Creating a market
If your business is based on the internet your initial marketing focus should probably be almost exclusively internet based.
I have gone to great lengths in the past to try and dissuade people from promoting (possibly great) but obscure products on-line, in the knowledge that people tend to use the internet to research, find and purchase products they are already aware of. It stands to reason that people aren’t going to look for items they don’t know exist.
There are, of course, techniques where you can attempt to create a market for your product. It’s a very risky strategy to base a new internet site on a innovative concept or product line, as people in general may find it difficult to grasp the concept. Also, putting your point across within the average persons attention span is often extremely difficult. However, the internet would be pretty dull if it could not be used to discuss and promote new and innovative concepts and products.
Understanding where your product fits into the market place is key. Attaining an extensive knowledge of who is likely to be interested in your products and the sites where those people spend their time on the internet is also very important.

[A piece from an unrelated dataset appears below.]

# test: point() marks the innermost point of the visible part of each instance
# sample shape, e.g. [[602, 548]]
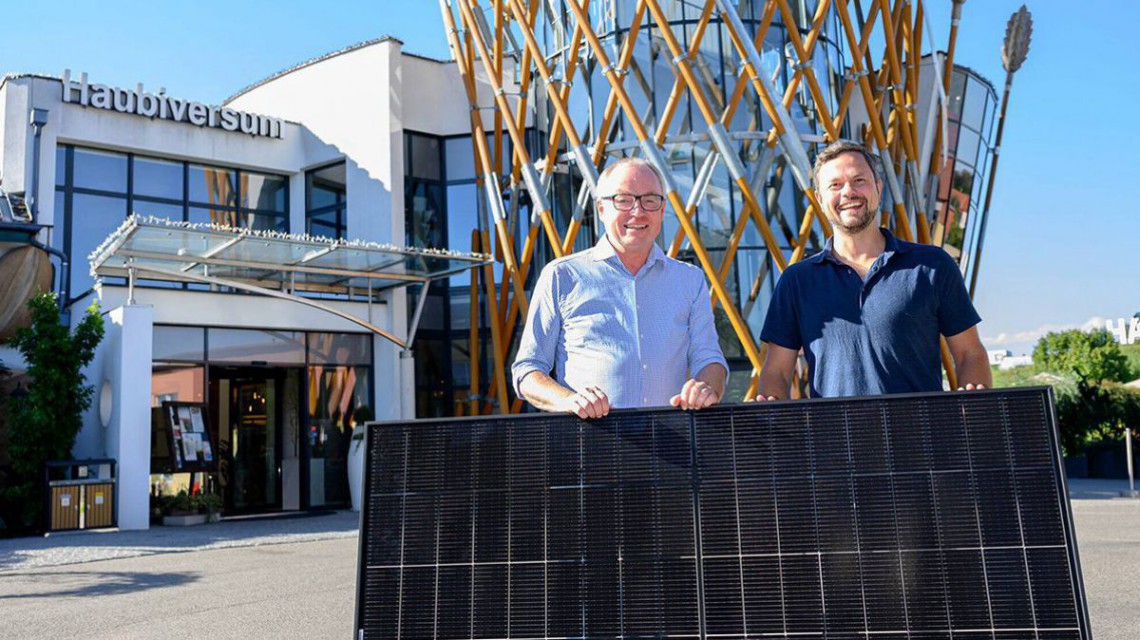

Once you have an understanding of who your target audience is, you then need to find the sites, discussion boards, forums and blogs they read.
The next part is potentially very difficult. On the internet the average window of opportunity where you can hold the visitors attention is limited to a maximum of a couple of sentences (or a single well constructed image, where the advertising medium allows). If you can produce a two-sentence catch-line that creates significant interest in your product you may have cracked it.
You need to create a catch-line that is sufficiently irresistible that people feel compelled to have a look at what treasures lie on the page behind the link. Once you have their attention it is then your job, once again, within a very short space of time, to create a need for your product within the visitors life. You will be amazed how quickly people lose interest and click away; you have to blow their socks off within the first couple of seconds. Remember once you have them within your own web-space you can construct your pages however you want, quality descriptive pictures, interesting descriptions and limelight grabbing headlines can be used as you see fit. Having a catch-line that gets the visitors to your site in the first place is key and most advertising mediums available will only afford you a couple of sentences to generate this interest.
Lifestyle, love, sex, relationships, money, wealth, power, health, fitness, security and entertainment are some of the themes you can use to appeal to your target markets basic wants and needs. Use every trick in the book to tie your product to an aspiration within a mainstream theme.
For example Rolex never advertise watches they advertise the lifestyle and the perception that wearing the watch creates. People who wear Rolex watches crave the high-life; often they also like others to believe they are successful people. Rolex’s clever marketing convinces the customer that being seen wearing a Rolex will convince other people that the wearer is a successful person who is living the high-life.
Your website is, in effect, one big advert, every page should be constructed to promote whatever it is your website is selling. Even non-commercial websites are selling you something, simple informational sites are there to provide you with a service in the hope that you will return again or tell other people about the site. Otherwise, what’s the point?